Een omgevingsvergunning voor het uitvoeren van werken, geen bouwwerk zijnde, of van werkzaamheden wordt uitsluitend verleend indien een rapport beschikbaar is van een archeologisch deskundige waarin naar het oordeel van het bevoegd gezag de verwachte archeologische waarde van de dieper dan 18 meter beneden NAP te verstoren ongeroerde bodem in voldoende mate is vastgesteld.

21.3.3 Voorschriften

In het belang van de archeologische monumentenzorg kunnen aan een omgevingsvergunning als bedoeld in artikel 21.3.1 de voorwaarden worden verbonden, genoemd in artikel 21.2.2, voor zover het de (verstoring van) ongeroerde bodem dieper dan 18 meter beneden NAP betreft.

21.3.4 Uitzondering

Het bepaalde in artikel 21.3.1 is niet van toepassing op onderhoud-, beheer- en herstelwerken en -werkzaamheden het aanbrengen en verwijderen van beplanting en bestaande weg- en leidingcunetten.

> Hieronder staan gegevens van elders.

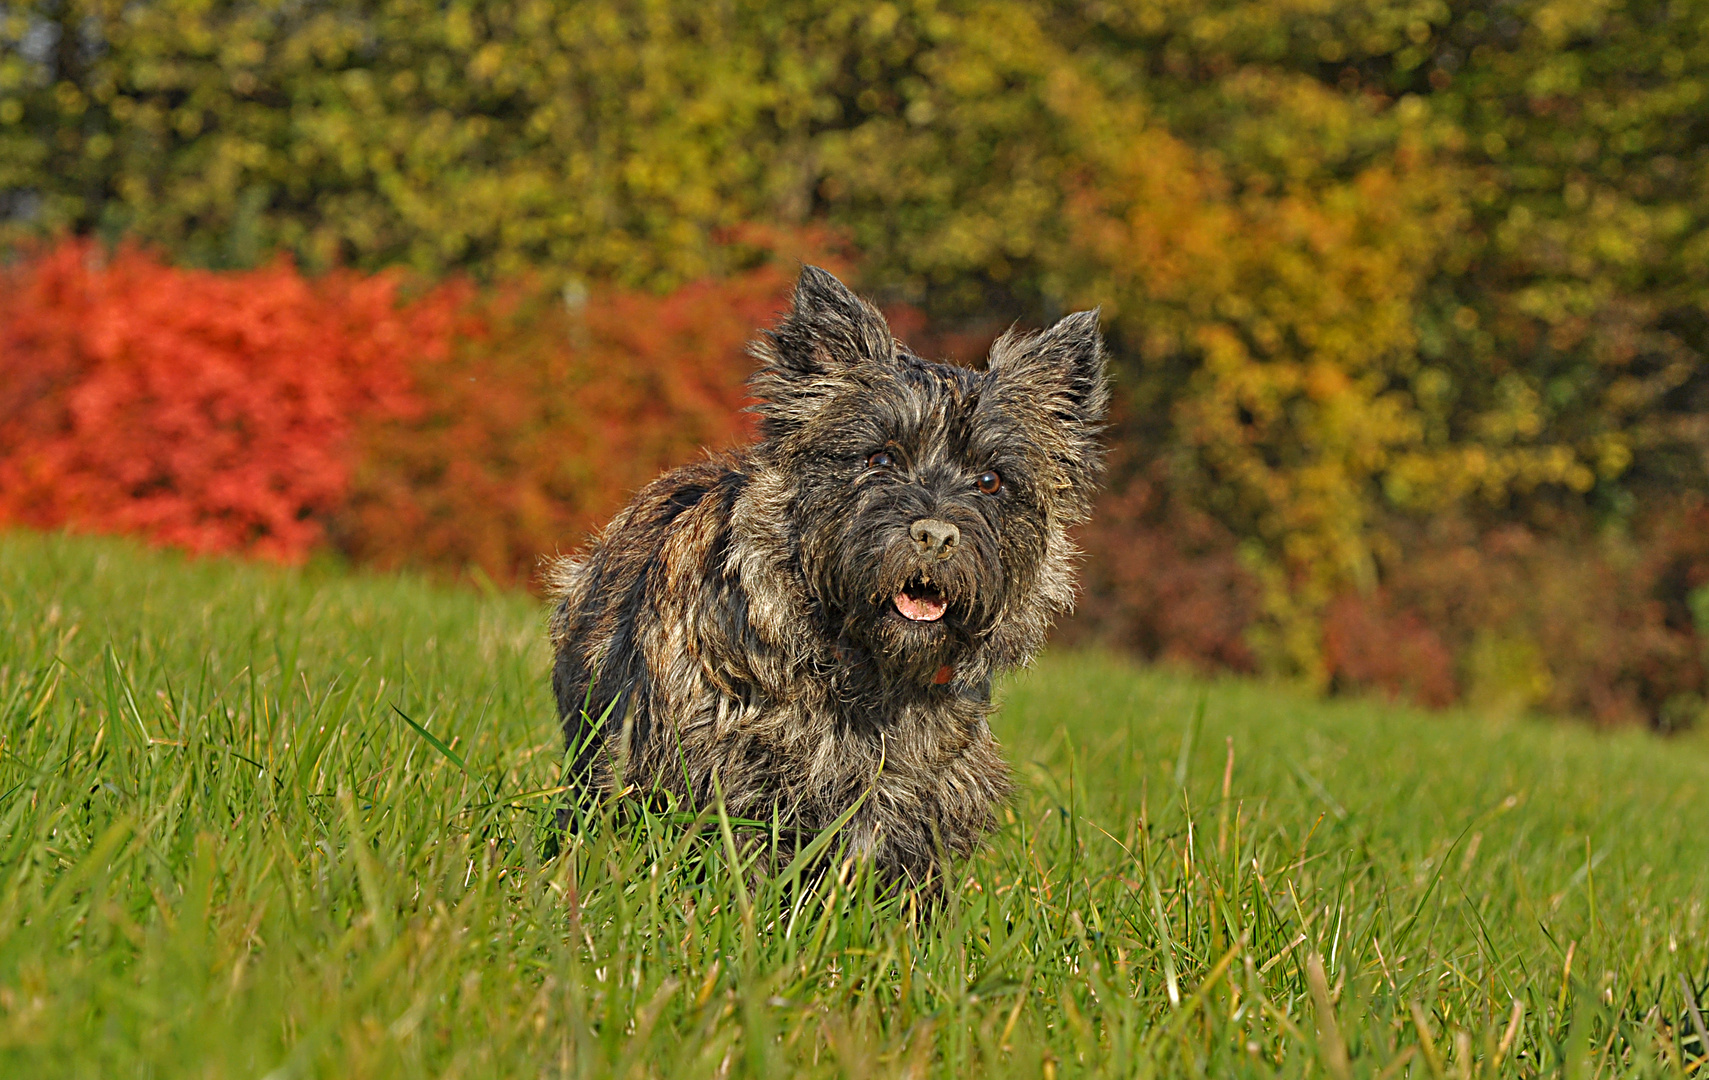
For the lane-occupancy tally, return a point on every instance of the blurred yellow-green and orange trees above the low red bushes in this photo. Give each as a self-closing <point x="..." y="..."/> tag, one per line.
<point x="1363" y="261"/>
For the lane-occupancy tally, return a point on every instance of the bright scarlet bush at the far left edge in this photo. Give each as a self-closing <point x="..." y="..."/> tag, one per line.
<point x="206" y="411"/>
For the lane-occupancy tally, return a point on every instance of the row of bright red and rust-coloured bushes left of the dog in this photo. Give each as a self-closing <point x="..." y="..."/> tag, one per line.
<point x="266" y="413"/>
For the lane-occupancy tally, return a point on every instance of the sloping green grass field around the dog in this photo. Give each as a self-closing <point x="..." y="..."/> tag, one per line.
<point x="226" y="854"/>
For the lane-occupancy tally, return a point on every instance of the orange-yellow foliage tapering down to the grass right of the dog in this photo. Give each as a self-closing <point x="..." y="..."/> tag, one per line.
<point x="1274" y="329"/>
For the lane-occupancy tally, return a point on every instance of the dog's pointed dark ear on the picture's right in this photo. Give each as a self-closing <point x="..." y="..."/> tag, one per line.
<point x="1060" y="368"/>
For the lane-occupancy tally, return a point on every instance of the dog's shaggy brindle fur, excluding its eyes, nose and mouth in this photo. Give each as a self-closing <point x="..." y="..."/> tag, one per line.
<point x="737" y="618"/>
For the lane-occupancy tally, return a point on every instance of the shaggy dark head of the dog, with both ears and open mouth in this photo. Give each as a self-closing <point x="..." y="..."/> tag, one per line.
<point x="931" y="502"/>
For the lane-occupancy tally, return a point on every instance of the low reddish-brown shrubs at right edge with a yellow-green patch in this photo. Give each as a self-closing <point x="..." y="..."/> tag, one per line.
<point x="1522" y="619"/>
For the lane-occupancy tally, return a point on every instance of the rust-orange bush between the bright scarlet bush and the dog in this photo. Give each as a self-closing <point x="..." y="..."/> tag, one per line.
<point x="543" y="425"/>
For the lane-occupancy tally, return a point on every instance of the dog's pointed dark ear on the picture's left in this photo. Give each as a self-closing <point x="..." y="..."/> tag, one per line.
<point x="828" y="337"/>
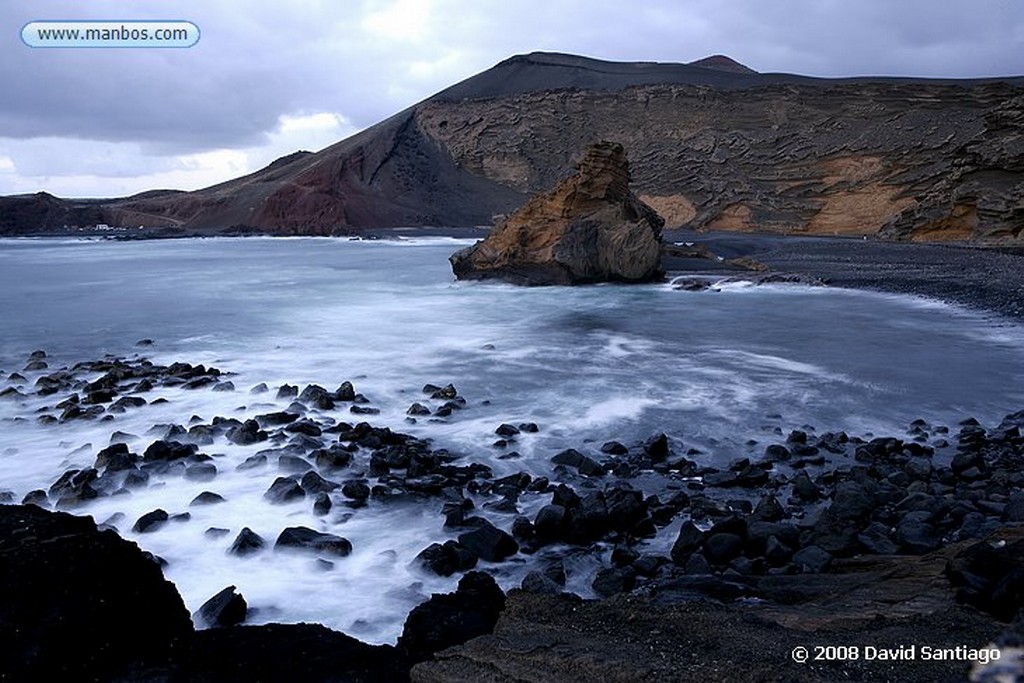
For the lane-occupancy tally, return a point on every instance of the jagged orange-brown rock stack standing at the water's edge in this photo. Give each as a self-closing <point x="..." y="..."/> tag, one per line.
<point x="589" y="229"/>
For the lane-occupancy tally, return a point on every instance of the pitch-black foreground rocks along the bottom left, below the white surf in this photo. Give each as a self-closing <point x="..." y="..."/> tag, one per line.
<point x="86" y="605"/>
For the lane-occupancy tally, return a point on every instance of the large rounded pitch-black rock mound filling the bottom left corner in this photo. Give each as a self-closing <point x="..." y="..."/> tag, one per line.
<point x="80" y="605"/>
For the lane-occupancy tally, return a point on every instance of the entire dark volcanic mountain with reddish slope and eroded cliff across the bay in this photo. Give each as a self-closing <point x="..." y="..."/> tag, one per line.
<point x="713" y="145"/>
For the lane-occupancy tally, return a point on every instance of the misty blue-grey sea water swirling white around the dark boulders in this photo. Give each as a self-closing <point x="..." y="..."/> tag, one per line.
<point x="714" y="370"/>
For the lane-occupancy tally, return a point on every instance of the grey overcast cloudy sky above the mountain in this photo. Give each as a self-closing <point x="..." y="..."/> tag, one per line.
<point x="270" y="77"/>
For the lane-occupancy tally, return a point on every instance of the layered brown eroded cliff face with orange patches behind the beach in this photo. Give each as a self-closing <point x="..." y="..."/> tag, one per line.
<point x="906" y="161"/>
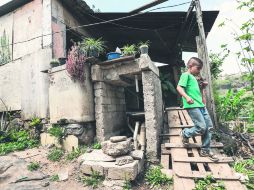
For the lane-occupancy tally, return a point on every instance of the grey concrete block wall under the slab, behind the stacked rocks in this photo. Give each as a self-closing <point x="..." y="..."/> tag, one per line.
<point x="109" y="110"/>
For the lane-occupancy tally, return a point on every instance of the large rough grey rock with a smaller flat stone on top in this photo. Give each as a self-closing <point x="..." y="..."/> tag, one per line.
<point x="116" y="149"/>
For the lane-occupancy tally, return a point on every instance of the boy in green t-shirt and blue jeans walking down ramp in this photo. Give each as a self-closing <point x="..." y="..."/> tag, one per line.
<point x="193" y="102"/>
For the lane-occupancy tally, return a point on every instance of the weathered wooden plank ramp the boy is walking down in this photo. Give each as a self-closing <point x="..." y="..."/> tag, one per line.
<point x="185" y="164"/>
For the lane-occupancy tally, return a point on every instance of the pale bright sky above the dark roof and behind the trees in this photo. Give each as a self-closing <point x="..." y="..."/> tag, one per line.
<point x="217" y="36"/>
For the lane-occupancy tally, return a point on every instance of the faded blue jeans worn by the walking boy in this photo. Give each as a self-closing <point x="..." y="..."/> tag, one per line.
<point x="202" y="125"/>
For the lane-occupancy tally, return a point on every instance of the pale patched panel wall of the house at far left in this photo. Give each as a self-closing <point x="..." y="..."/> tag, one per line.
<point x="23" y="85"/>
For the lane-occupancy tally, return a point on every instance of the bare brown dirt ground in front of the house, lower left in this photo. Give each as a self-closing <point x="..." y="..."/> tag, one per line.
<point x="13" y="170"/>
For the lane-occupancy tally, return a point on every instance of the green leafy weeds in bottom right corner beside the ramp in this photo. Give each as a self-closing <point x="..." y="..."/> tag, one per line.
<point x="246" y="167"/>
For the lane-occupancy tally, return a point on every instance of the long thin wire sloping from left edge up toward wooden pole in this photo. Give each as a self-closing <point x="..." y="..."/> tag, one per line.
<point x="94" y="24"/>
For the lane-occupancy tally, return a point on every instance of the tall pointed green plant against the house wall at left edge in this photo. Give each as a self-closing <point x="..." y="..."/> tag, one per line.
<point x="5" y="53"/>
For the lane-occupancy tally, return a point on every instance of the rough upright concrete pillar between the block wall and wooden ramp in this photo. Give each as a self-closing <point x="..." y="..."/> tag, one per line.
<point x="153" y="112"/>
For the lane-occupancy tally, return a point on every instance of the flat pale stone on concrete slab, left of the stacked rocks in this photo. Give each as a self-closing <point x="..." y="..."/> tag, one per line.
<point x="97" y="155"/>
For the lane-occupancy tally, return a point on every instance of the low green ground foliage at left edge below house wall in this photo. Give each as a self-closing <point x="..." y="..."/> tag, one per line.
<point x="16" y="140"/>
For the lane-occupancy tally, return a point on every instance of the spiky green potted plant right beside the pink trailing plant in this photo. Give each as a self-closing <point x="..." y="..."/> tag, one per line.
<point x="93" y="47"/>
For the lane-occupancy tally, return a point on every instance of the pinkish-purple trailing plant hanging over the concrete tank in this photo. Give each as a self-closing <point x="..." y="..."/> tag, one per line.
<point x="75" y="64"/>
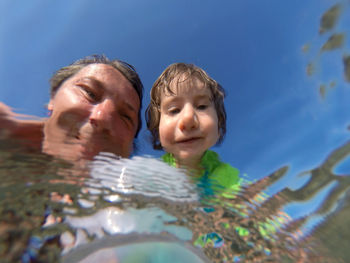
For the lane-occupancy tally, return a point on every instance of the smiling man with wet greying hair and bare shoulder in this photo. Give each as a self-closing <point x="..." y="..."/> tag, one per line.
<point x="94" y="107"/>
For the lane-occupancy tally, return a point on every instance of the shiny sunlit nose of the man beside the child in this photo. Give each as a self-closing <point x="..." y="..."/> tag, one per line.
<point x="101" y="117"/>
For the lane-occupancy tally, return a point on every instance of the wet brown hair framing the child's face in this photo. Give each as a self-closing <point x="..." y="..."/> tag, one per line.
<point x="162" y="85"/>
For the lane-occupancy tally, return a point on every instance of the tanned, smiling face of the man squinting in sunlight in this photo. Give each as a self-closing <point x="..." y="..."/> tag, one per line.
<point x="96" y="110"/>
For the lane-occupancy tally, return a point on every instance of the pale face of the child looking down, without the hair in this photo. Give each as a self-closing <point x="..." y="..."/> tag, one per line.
<point x="188" y="121"/>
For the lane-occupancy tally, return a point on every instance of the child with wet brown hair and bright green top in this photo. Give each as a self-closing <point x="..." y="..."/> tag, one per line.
<point x="186" y="117"/>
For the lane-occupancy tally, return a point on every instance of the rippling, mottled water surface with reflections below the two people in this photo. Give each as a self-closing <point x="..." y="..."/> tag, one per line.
<point x="49" y="207"/>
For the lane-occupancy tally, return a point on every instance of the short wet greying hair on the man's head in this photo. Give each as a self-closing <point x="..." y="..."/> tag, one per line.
<point x="126" y="69"/>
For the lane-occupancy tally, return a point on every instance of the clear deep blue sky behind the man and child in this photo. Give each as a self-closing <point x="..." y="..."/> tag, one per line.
<point x="276" y="115"/>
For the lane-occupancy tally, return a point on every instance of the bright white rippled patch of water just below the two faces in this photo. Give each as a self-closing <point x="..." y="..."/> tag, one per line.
<point x="141" y="175"/>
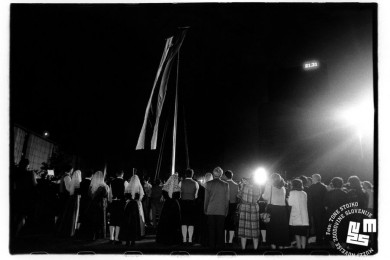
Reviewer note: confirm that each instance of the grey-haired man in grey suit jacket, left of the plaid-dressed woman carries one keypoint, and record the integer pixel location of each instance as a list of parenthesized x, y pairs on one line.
[(216, 207)]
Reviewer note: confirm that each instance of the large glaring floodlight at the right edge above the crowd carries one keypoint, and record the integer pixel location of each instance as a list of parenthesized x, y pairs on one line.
[(361, 118)]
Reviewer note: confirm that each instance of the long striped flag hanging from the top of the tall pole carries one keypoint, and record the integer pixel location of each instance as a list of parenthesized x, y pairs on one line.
[(152, 113)]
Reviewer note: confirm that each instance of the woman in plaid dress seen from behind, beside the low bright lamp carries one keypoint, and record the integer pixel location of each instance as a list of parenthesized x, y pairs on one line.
[(248, 225)]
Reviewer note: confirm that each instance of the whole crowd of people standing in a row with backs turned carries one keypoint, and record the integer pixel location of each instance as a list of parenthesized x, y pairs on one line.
[(213, 212)]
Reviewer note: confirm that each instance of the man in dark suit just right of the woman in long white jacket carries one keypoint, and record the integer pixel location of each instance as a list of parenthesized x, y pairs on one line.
[(316, 202)]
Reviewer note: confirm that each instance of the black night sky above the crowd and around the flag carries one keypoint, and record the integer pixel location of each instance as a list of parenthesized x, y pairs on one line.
[(85, 72)]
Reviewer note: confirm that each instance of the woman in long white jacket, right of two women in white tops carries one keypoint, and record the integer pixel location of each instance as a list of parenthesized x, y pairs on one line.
[(299, 217)]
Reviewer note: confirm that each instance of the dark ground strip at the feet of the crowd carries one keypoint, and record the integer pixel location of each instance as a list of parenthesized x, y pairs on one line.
[(46, 243)]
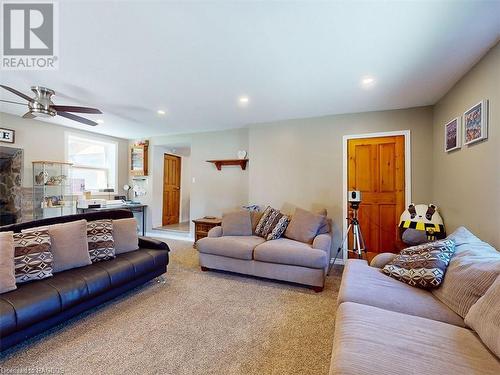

Artikel 22 Waarde - Archeologie 4

22.1 Bestemmingsomschrijving

De voor 'Waarde - Archeologie - 4' aangewezen gronden zijn, naast de andere daar geldende bestemmingen, mede bestemd voor het behoud van de oorspronkelijke archeologische waarden.

22.2 Bouwregels
22.2.1 Deskundigenrapport

Een omgevingsvergunning voor het bouwen van een bouwwerk met een oppervlakte van meer dan 200 m2 dieper dan de onderwaterbodem in het watergedeelte wordt uitsluitend verleend indien een rapport beschikbaar is van een archeologisch deskundige waarin naar het oordeel van het bevoegd gezag de verwachte archeologische waarde van de te verstoren ongeroerde waterbodem in voldoende mate is vastgesteld.

22.2.2 Voorschriften

In het belang van de archeologische monumentenzorg kunnen aan een omgevingsvergunning als bedoeld in artikel 22.2.1 de in artikel 21.2.2 vermelde voorwaarden worden verbonden, voor zover het de verstoring van ongeroerde waterbodem betreft.

22.2.3 Uitzondering

Het bepaalde in artikel 22.2.1 is niet van toepassing op onderhouds-, beheer- en herstelwerken en- werkzaamheden niet voor het op huidige diepte handhaven van waterbodems en evenmin voor bestaande leidingcunetten.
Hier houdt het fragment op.